Phenotypic plasticity – or the ability of organisms to change their traits in response to changes in their environment – can allow individuals to better match a new environment within their lifetime. It is thought that this ability may allow populations to avoid extinction in altered environments and buy time for evolution to occur – but this hypothesis remains largely untested.
This project uses the model nematode worm, Caenorhabditis elegans to evaluate conditions under which plasticity contributes to the persistence of populations in novel environments. The fellow will use a genome-wide association study to characterize the mechanisms of environmental assessment and how they vary across natural populations. The fellow will then use experimental evolution to evaluate how worms varying in plasticity for production of an alternative life stage (the dauer) persist and evolve in novel environments.

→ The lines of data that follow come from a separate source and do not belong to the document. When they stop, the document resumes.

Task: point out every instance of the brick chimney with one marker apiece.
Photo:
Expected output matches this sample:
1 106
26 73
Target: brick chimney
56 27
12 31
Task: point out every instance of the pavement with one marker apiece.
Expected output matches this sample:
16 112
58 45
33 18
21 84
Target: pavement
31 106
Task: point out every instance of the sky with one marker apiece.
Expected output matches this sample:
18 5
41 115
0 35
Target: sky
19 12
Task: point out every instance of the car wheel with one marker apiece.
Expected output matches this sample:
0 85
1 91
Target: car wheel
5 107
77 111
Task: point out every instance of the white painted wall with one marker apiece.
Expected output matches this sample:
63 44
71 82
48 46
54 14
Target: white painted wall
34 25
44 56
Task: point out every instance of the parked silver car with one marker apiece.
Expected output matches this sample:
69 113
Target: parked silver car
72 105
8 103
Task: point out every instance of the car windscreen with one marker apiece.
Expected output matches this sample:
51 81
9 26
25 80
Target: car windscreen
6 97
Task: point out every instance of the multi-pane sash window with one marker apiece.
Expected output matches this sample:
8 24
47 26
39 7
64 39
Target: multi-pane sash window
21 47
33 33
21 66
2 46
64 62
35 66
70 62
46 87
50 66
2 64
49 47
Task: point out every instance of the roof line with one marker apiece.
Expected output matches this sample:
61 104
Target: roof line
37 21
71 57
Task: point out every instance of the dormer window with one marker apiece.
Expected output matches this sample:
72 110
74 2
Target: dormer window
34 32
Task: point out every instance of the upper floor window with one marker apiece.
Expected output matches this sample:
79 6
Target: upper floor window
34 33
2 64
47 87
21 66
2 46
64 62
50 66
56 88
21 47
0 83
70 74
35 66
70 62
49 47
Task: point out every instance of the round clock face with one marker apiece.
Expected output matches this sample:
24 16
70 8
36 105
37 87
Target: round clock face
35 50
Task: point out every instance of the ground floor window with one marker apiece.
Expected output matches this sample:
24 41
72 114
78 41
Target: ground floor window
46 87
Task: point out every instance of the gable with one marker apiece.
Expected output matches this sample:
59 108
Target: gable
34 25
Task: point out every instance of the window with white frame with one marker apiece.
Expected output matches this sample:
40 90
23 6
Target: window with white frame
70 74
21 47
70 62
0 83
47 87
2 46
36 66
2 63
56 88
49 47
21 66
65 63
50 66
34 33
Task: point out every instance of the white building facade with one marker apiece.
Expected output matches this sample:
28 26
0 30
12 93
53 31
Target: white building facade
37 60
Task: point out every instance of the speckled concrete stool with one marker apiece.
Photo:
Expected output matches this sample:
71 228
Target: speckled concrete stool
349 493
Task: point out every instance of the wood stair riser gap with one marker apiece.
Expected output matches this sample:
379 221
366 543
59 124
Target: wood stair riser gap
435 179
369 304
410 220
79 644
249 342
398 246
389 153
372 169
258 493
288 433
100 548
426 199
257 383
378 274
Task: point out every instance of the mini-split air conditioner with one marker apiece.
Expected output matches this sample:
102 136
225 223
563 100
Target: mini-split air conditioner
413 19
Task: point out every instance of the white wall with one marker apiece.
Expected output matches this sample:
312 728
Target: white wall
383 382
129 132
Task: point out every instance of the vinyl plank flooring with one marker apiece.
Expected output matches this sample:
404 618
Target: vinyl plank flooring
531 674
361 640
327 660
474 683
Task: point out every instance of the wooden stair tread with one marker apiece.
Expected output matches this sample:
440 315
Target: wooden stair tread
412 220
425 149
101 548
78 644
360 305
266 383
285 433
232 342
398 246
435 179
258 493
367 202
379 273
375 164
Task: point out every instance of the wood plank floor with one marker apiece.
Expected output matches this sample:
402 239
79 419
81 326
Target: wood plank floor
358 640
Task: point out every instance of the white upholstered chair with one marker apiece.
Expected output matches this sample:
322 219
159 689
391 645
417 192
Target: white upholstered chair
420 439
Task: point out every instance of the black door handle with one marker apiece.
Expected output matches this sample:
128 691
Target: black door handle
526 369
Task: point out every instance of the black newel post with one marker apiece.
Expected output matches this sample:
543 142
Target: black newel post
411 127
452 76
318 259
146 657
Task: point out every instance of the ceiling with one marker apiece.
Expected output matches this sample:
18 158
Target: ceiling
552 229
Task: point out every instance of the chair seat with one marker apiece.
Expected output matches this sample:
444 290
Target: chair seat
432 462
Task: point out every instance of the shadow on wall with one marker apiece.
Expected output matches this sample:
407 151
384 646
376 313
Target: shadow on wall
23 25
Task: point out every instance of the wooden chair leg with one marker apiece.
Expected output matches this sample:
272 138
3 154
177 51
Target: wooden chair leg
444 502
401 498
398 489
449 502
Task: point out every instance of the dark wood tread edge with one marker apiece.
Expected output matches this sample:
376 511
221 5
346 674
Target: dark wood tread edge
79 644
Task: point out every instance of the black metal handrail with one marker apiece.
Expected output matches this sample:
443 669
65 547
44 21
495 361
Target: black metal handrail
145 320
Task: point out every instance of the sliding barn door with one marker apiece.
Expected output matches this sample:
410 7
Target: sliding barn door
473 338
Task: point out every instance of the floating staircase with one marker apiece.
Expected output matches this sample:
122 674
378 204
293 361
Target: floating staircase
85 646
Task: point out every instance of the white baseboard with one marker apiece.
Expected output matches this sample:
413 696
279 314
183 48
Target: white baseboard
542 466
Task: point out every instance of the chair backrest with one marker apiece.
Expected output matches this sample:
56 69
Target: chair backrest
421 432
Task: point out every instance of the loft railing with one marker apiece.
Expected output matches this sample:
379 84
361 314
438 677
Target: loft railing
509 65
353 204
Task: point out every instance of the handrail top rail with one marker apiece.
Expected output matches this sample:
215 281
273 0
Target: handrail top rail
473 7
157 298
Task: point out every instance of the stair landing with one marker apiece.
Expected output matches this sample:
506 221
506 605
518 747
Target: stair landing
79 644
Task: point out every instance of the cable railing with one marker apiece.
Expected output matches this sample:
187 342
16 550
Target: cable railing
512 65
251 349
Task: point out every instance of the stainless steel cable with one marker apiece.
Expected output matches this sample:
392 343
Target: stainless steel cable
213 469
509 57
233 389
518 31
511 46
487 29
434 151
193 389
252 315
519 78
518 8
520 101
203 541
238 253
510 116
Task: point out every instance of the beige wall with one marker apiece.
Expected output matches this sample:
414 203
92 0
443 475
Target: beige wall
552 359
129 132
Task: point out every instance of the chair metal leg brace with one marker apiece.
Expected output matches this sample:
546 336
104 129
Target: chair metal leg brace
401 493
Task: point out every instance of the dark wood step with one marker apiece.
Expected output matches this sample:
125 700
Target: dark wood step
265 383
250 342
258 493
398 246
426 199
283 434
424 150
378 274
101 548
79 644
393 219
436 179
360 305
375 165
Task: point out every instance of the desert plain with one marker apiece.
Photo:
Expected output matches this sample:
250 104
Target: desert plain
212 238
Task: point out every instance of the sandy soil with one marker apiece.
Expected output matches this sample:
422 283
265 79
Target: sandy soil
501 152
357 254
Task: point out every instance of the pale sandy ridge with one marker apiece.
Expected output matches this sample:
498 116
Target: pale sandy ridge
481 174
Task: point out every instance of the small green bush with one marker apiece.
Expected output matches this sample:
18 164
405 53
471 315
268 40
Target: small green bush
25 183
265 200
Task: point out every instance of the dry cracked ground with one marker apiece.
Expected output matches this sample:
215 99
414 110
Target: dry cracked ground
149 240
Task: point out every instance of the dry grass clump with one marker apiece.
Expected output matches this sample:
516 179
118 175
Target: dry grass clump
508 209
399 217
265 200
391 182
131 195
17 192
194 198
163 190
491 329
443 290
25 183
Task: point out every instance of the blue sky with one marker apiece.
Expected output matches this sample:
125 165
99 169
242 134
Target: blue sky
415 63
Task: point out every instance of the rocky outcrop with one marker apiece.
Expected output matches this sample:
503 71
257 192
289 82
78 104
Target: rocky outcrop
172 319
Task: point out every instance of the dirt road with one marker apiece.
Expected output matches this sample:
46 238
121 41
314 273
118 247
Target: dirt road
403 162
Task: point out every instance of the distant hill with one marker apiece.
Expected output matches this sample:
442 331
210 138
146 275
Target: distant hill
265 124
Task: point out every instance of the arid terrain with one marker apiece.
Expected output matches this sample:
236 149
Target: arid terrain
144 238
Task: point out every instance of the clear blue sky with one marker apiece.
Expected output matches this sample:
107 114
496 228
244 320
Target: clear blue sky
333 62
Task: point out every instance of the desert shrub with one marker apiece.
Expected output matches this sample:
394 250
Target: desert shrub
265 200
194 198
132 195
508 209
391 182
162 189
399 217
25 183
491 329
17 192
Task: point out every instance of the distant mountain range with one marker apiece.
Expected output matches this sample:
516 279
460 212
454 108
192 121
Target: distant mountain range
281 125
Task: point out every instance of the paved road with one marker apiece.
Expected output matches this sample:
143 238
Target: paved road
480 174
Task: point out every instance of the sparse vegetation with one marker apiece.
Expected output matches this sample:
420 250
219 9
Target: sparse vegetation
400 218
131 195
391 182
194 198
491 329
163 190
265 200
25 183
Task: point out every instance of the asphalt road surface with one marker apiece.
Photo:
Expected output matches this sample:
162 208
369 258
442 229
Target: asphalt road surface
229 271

The fellow will also use gene editing to manipulate plasticity and ask whether this ability to change traits within a generation can be necessary for population persistence across many generations in novel environments. This project will demonstrate if plasticity can promote population persistence, under what conditions, and how this occurs. The fellow will learn new techniques in genomic analysis and the use of genetic tools while expanding the conceptual and methodological scope of their research program and building mentorship skills.
This award reflects NSF's statutory mission and has been deemed worthy of support through evaluation using the Foundation's intellectual merit and broader impacts review criteria.